Le problème, c’est que le succès des Beatles, leur niveau de visibilité, leur puissance commerciale, change l’échelle de la conversation. Quand Lennon emprunte une phrase qui rappelle Berry, ce n’est plus un clin d’œil entre musiciens de club. C’est un geste gravé dans une chanson mondiale. Et là, le système juridique intervient. Pas forcément par amour de l’art, mais parce qu’il y a de l’argent, des droits, des catalogues.

Ce qui est fascinant, c’est que Lennon et McCartney illustrent deux attitudes face à ce phénomène. Lennon emprunte et se fait attraper, parce qu’il est impulsif, parce qu’il travaille parfois à l’instinct, parce qu’il n’a pas envie de se sentir prisonnier de règles. McCartney emprunte, le dit, le reconnaît, et en fait presque une philosophie de la pop. Lennon subit le procès comme une humiliation. McCartney transforme l’emprunt en anecdote amusée, comme si le rock’n’roll était une grande foire où tout le monde pioche.

Au fond, les deux ont raison et les deux ont tort. Parce que sans emprunts, il n’y a pas de rock’n’roll. Mais sans reconnaissance, il y a des injustices. Le cas Reggie Boyd le rappelle : l’histoire se souvient des stars, rarement des musiciens de l’ombre. Le rock, parfois, est un art collectif raconté comme une suite de génies individuels.

Et c’est là que l’influence de Chuck Berry sur les Beatles devient plus qu’un détail musical : elle devient une histoire sur la création populaire elle-même, sur la façon dont une culture se fabrique à partir de fragments, de riffs, de phrases, de grooves, de gestes transmis.

Pourquoi Chuck Berry reste au cœur du mythe Beatles

On pourrait se contenter de dire : les Beatles ont aimé Berry, ils l’ont repris, fin de l’histoire. Mais cette influence est plus profonde. Berry représente un idéal que les Beatles n’ont jamais totalement abandonné : l’idée que la musique doit rester vivante, directe, physique, même quand elle devient sophistiquée.

Chez Harrison, Berry est dans le geste guitare. Chez Lennon, Berry est dans le goût du rock sans fard, et dans cette désinvolture dangereuse qui peut mener à l’emprunt de trop.
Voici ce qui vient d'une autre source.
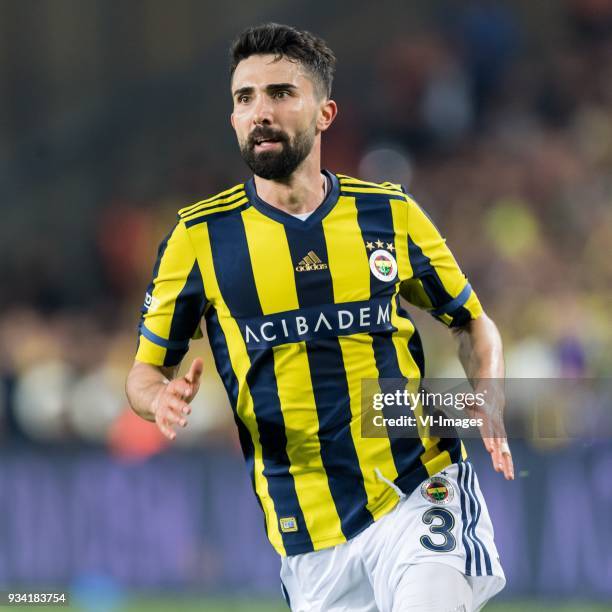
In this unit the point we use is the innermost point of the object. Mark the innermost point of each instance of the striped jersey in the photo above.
(298, 313)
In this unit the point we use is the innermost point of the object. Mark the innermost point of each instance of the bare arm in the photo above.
(481, 354)
(156, 395)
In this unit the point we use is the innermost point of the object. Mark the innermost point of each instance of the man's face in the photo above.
(275, 114)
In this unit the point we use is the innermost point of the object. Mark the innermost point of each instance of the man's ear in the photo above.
(327, 113)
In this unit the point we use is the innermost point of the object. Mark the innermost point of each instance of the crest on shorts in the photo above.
(437, 490)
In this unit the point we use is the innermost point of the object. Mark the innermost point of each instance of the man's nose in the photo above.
(263, 111)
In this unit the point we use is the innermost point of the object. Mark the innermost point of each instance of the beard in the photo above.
(277, 165)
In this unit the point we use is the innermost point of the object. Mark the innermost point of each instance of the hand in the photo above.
(171, 404)
(493, 431)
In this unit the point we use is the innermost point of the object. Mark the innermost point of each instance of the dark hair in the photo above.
(284, 41)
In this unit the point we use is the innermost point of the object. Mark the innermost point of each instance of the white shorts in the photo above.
(444, 520)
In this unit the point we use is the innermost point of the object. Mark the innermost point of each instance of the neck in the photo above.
(302, 192)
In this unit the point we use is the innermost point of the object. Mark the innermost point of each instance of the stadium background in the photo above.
(497, 116)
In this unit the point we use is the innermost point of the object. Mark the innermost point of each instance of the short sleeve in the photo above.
(174, 302)
(437, 285)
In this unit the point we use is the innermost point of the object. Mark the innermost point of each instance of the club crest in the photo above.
(383, 265)
(437, 490)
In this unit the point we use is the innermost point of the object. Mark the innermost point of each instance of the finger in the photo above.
(496, 456)
(488, 442)
(177, 405)
(195, 371)
(167, 431)
(174, 419)
(508, 463)
(179, 388)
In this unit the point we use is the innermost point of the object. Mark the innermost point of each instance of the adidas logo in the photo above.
(311, 262)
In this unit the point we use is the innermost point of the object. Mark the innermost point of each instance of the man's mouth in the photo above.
(266, 143)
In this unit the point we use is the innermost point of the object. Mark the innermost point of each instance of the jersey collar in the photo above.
(283, 217)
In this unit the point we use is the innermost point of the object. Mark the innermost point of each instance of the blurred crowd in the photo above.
(507, 144)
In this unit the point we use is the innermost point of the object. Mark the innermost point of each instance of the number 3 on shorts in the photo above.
(443, 529)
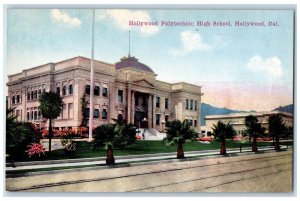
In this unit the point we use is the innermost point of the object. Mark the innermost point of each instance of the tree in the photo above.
(83, 103)
(253, 129)
(51, 105)
(223, 131)
(18, 136)
(178, 133)
(276, 128)
(109, 136)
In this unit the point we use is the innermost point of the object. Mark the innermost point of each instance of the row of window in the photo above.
(157, 120)
(96, 90)
(34, 95)
(16, 99)
(34, 115)
(189, 105)
(65, 90)
(158, 102)
(96, 113)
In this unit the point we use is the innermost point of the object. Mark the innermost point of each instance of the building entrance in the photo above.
(141, 110)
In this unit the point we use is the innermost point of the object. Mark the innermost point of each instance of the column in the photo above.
(153, 111)
(112, 102)
(128, 105)
(199, 115)
(150, 120)
(132, 106)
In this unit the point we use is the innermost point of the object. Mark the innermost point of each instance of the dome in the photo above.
(132, 62)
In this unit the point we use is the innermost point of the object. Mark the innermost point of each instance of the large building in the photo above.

Chez McCartney, Berry est dans la mécanique du groove, dans la conscience qu’un riff est un outil, pas un totem sacré. Et chez les Beatles en tant que groupe, Berry est dans cette conviction que le rock’n’roll n’est pas une période, mais une base, un sol sous les pieds.

La beauté de cette histoire, c’est qu’elle est pleine d’ambiguïtés humaines. Elle parle d’admiration et de rivalité. D’hommage et de vol. De légendes et de musiciens invisibles. De slogans politiques qui deviennent des hymnes. De procès qui se transforment en disques. C’est une histoire à la fois drôle et un peu triste, comme beaucoup d’histoires du rock : on y voit la liberté, et on y voit ce qui vient la contraindre.

Mais au bout du compte, il reste une évidence : si l’on veut comprendre pourquoi les Beatles ont sonné comme ils ont sonné, pourquoi ils ont frappé le monde avec une telle force dès leurs premiers enregistrements, il faut écouter d’où ils viennent. Et dans ce “d’où ils viennent”, il y a une guitare qui claque, un riff qui court, une voix qui raconte, et un nom qui revient comme un refrain : Chuck Berry.